团队介绍
Computer architecture, Mobile storage and AI storage
Now my research group has six doctoral students and fourteen postgraduate students.
We warmly welcome students with similar research interests and a love of computer technology to join our team, and we also welcome our colleagues to communicate with us and discuss the technology together.
导师介绍
谭支鹏,博士,教授,博士生导师,武汉光电国家研究中心信息存储与光显示功能实验室主任助理。华中科技大学计算机系统结构专业博士学位,研究方向计算机系统结构、大数据存储与管理、移动存储等。在计算机软件与理论和计算机系统结构信息存储技术两个研究领域从事过较长时间的系统专门研究,取得了一定的研究成果,具备较强的软件开发能力。作为项目骨干完成了863重大专项项目“国产通用数据库管理系统研发”(已经结题并取得良好经济效益);国家973重大基础研究计划项目 “下一代互联网信息存储组织模式和核心技术研究”(已结题);国家973重大基础研究计划项目 “面向复杂应用环境的存储理论与关键技术”(已结题);作为项目负责人主持国防预研重点、国防预研基金、电子基金、IBM、华为,中船重工,海康威视等重要企业合作项目近30余项,合作经费千余万元。同时作为主要成员完成了存储备份和磁盘阵列等项目的产业化项目,取得了较好的经济效益。目前主要研究方向是分布式并行文件系统、移动存储与大数据存储管理等,从系统结构、数据的组织和分布式存储系统编码及性能优化等方面,为用户提供稳定、可靠、安全的高效存储服务。在TCAD、FGCS、JPDC、ICPP、ICCD、DATE、ICA3PP等权威学术期刊和会议上发表学术科研论文50多篇。申请发明专利20项、其中已授权12项。获湖北省科学技术进步一等奖二项、国防科学技术进步二等奖一项,中国电子学会科学技术进步二等奖一项。

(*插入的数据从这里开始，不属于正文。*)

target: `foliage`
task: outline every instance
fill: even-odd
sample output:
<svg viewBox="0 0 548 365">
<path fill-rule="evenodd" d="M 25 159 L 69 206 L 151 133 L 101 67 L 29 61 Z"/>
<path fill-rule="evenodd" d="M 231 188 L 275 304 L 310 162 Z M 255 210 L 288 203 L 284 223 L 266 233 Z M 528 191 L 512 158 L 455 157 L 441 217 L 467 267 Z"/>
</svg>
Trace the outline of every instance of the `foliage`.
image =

Zhipeng TAN, Ph.D., Professor, PhD supervisor, Director Assistant of Laboratory of Information Storage and Optical Display Function, National Research Center of Optoelectronics, Wuhan. He got his doctor’s degree in Computer System Structure from Huazhong University of Science and Technology. His research interests are computer system structure, big data storage and management and mobile storage, etc. In the research field of computer software theory and computer system structure, he has researched long time and achieved certain research results and has a strong software development ability; He has presided over nearly 30 cooperation projects with key enterprises, national defense projects, Electronic fund, IBM, Huawei, Honor, OPPO, CSIC and HiKVision. At the same time as the main member to complete the storage backup and disk array and other projects industrialization, these have achieved good economic. He has published more than 50 academic research papers in TCAD, FGCS, JPDC, ICPP, ICCD, DATE, ICA3PP and other top journals and conferences. 30 invention patents have been applied, of which more than 20 have been authorized. It has won two first prizes of science and technology Progress of Hubei Province, one second prize of science and technology progress of national defense, and one second prize of science and technology Progress of Chinese Institute of Electronics. He has guided graduate students and undergraduate students to win Hubei Province Excellent Dissertation Award for many times.
主要学术方向:
1.大数据时代数据中心存储需求多样、存储数据类型复杂和存储设备日新月异,对分布式存储系统构建及系统软件提出了更高要求,围绕提高存储系统性能取得如下成果:
(1)提出了一种关键数据识别标准自适应的方法,对大数据I/O访问延迟进行预测和拟合,建立关键数据识别知识库,解决了关键数据识别的准确度不高的问题,将精准识别的关键数据优化布局,存放在高性能存储设备上,对提高存储系统数据存取性能有非常好的效果。与基于热度的识别和基于成本的识别两种最新方法相比,该方法的I/O响应时间分别减少了10.3%45.6%和16.3%25.1%。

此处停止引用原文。